Section 451(b)(3) considers AFS under section 451(b)(1)(A)(i) due to hierarchical financial views.

In addition, Section 451(b)(4) states that under section 451(b), a contract that has to do with a multitude of obligations, distribution of transaction money to perform such obligation is considered the cost set aside for such duty, such as taxpayer revenue producing items in AFS.

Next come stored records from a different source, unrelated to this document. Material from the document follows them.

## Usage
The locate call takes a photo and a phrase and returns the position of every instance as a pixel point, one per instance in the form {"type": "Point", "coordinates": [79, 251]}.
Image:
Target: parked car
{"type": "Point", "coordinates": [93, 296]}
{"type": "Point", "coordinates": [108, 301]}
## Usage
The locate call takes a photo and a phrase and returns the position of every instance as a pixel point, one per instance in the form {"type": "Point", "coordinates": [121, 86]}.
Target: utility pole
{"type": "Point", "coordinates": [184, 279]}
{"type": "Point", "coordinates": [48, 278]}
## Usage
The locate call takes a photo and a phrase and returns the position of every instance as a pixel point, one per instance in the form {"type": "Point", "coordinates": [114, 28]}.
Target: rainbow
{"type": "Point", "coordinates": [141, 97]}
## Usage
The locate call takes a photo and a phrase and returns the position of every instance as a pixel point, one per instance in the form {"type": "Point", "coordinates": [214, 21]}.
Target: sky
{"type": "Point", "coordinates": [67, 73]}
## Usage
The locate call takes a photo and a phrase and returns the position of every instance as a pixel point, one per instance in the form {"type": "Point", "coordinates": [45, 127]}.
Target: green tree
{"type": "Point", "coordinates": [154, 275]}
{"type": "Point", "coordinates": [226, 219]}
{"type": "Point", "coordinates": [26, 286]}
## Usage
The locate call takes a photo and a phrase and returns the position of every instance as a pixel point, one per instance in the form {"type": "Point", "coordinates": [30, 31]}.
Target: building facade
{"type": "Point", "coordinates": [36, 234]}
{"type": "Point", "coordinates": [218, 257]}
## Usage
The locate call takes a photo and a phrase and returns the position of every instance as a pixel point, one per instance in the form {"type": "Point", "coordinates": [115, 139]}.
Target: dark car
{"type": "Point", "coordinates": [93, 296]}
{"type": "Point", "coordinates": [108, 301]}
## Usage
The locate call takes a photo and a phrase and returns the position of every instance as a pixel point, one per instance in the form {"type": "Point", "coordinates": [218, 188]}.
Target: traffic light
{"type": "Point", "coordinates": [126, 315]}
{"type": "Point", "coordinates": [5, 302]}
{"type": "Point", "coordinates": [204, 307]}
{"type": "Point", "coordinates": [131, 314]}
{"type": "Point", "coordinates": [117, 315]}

Section 451(b)(5) concludes that a taxpayer with entities in an AFS account will submit a financial statement which will be used as the Income Inclusion Rule for the taxpayer. 

From now on

Section 451 is the final regulation to provide privileges to taxpayers. Taxpayers are to understand and adopt the code to comply with taxes for the tax year. In addition, the guideline addresses accrual method users to understand and carefully see how the new laws affect their method of calculating or estimating tax returns for the 2021 tax year and how it affects the financial report under ASC 740. Section 451 also advised taxpayers to compare the cost and benefit of using the optional methods, such as the AFS revenue and the AFS cost offset methods. Thus, they will be able to assess how to make a deduction in tax liability and which is lighter in compliance burden. 

Finally, the IRS and Treasury will send taxpayers procedural guidance to help implement the final regulation. In addition, taxpayers are to remain updated on the new law and comply with the new rules.